Customer centricity is no longer just a loaded buzzword used by marketers preaching tactics such as personalization and customer experience. Customer centricity is now a mind-set that companies need to adopt throughout the entire organization—not just marketing—to thrive in the digital world.
This quote from CMO.com’s article The ‘Age of The Customer’ Is Here. What Are You Doing About It? sums up nicely how we have evolved (or maybe suddenly transformed) into the customer-centric epoch. The term “Age of the Customer” was coined by Forrester and aptly describes how access to information and the customer experience has shifted from companies to customers. This is why we keep seeing trends toward enhancing customer experience (see: Is Customer Experience the Top Digital Trend for 2015?).
Michael Hinshaw, CEO of McorpCX describes this the “Era of Smart Customers”. He says, “Smart customers are customers that leverage digital devices to access information, anywhere and anytime. What that means is the power in the relationship between companies and customers is in the process of shifting.”
Customer-centricity is one of the driving factors for Digital Transformation. To be customer-centric, companies need to bring together people, processes and systems from across the company, especially sales, marketing, customer service. If your company is acting in silos across these areas, customers will see it and move on if they can.
The article, linked below, provides a good overall description of the challenges in becoming customer-centric. Some key steps to take to overcome these challenges include the following:
- Define ownership for becoming customer-centric. This could mean appointing a Chief Customer Officer, setting up a steering committee, or some other organizational technique.

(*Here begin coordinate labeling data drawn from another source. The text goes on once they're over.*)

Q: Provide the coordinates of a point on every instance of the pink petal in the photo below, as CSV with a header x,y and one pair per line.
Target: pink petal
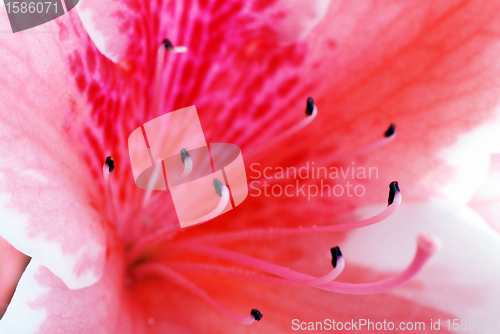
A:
x,y
116,26
44,304
461,279
12,265
48,205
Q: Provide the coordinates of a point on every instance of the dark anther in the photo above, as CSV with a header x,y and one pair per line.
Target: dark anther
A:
x,y
168,45
218,187
335,255
309,106
393,189
184,154
390,131
256,314
111,164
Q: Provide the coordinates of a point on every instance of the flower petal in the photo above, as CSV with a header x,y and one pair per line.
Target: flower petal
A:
x,y
44,304
461,279
48,207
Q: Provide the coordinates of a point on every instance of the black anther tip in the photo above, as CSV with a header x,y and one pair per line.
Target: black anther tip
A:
x,y
256,314
390,131
111,164
184,154
335,255
309,106
168,44
218,187
393,189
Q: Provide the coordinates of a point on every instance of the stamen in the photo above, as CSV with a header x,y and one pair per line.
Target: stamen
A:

- Define metrics and continually measure how you are doing. Start with a baseline, set targets and hold people accountable to meet the targets.
- Refine and coordinate across the business where it affects the customer. We might call this Digital Transformation, but it goes beyond the ‘digital’ part. It is really about transforming culture and operations as well as the systems.
- Connect with your customer. Get feedback, encourage honest dialog about what you do and don’t do right.